Common mistake: Always report an effect size alongside the p-value. In the Framingham context, p < 0.001 for mean SYSBP vs 120 mmHg is not surprising with n = 500 — any small, potentially clinically trivial deviation from 120 will be statistically significant.

Section 4: Type I and Type II Errors#

Setting α = 0.05 means we accept two possible errors with opposite causes and opposite remedies.

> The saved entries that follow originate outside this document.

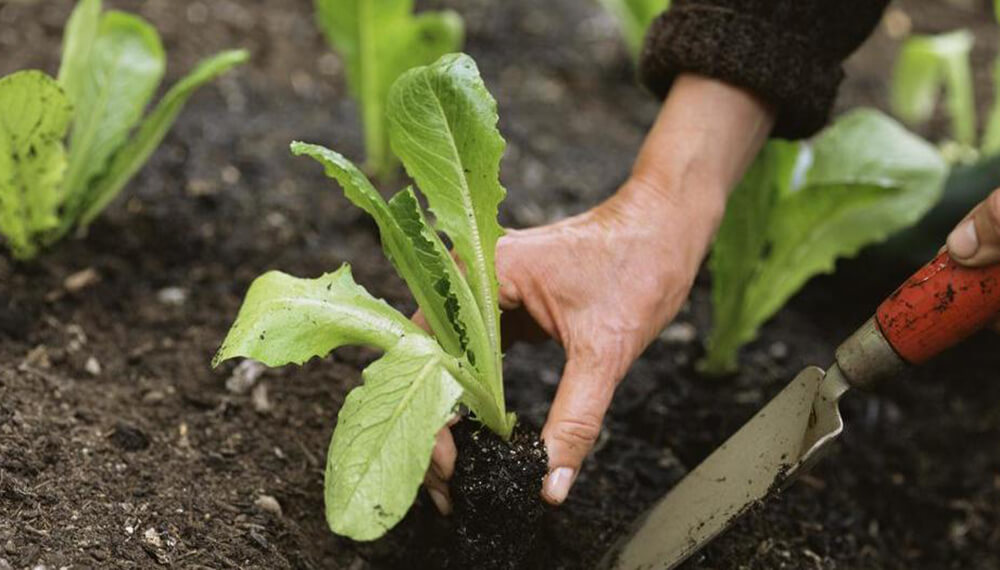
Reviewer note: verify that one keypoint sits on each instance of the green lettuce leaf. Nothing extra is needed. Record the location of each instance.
(928, 64)
(866, 178)
(378, 42)
(385, 433)
(132, 156)
(443, 126)
(78, 42)
(124, 68)
(634, 18)
(386, 428)
(34, 117)
(991, 137)
(431, 273)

../_images/ch05_type_errors.png

Fig. 12 Figure 5.3 Type I and Type II errors. Type I (false positive) = rejecting a true H₀. Type II (false negative) = failing to reject a false H₀.#

H₀ actually TRUE

H₀ actually FALSE

We REJECT H₀

❌ Type I error (α)

✅ Correct (Power = 1−β)

We FAIL TO REJECT H₀

✅ Correct

❌ Type II error (β)

Cardiovascular example:

  • Type I error: A drug trial concludes a new antihypertensive works when it does not. Patients receive an ineffective treatment.

  • Type II error: A drug trial concludes a new antihypertensive does not work when it does. An effective treatment is abandoned.

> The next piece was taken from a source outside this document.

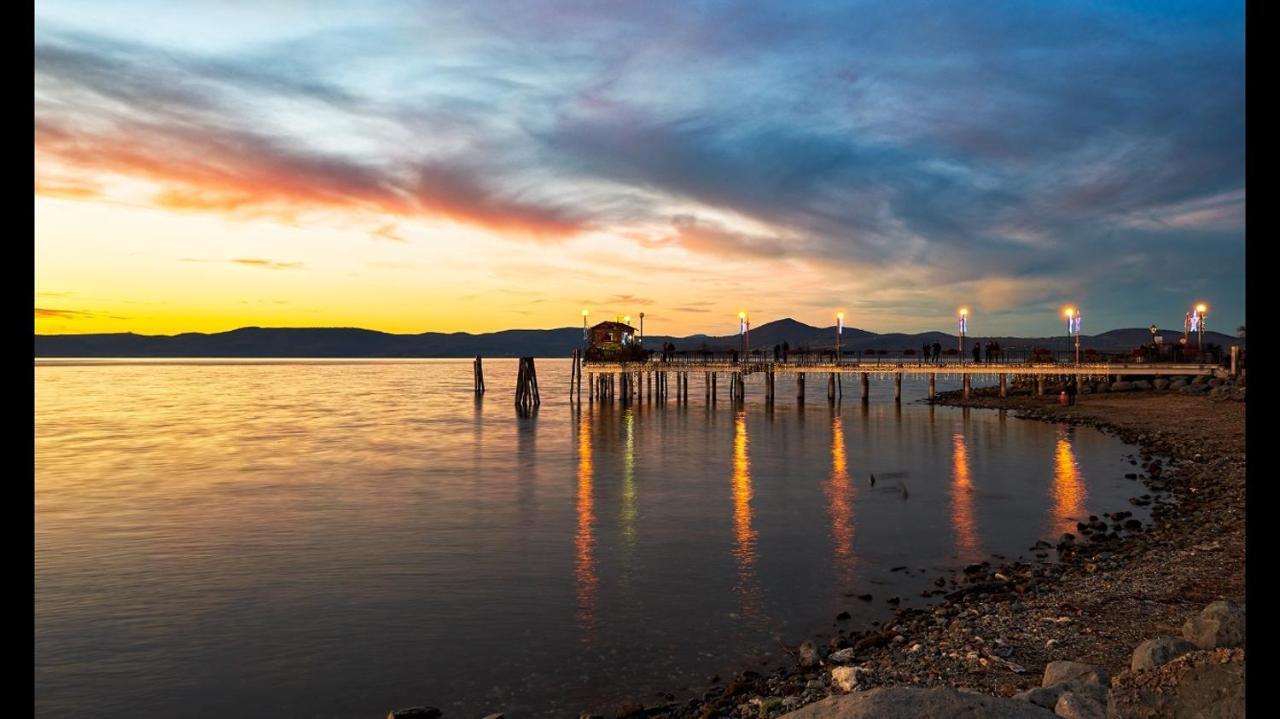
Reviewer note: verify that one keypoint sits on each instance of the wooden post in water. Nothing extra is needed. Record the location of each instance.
(526, 385)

The consequences are asymmetric. In the Framingham era, Type II errors were common — underpowered studies missed real associations between smoking and heart disease before the evidence accumulated to irrefutable levels.

Section 5: Statistical Power#

Statistical power (1 − β) is the probability of detecting a real effect when one exists.

Conventional minimum: power ≥ 0.80 (80%).

../_images/ch05_power_levers.png

Fig. 13 Figure 5.4 The four levers of statistical power. Increasing any of these raises power and reduces Type II error risk.#

The four levers:

  1. Increase n — the most reliable lever. Framingham’s 5,209 original participants gave enormous power to detect modest risk factor effects.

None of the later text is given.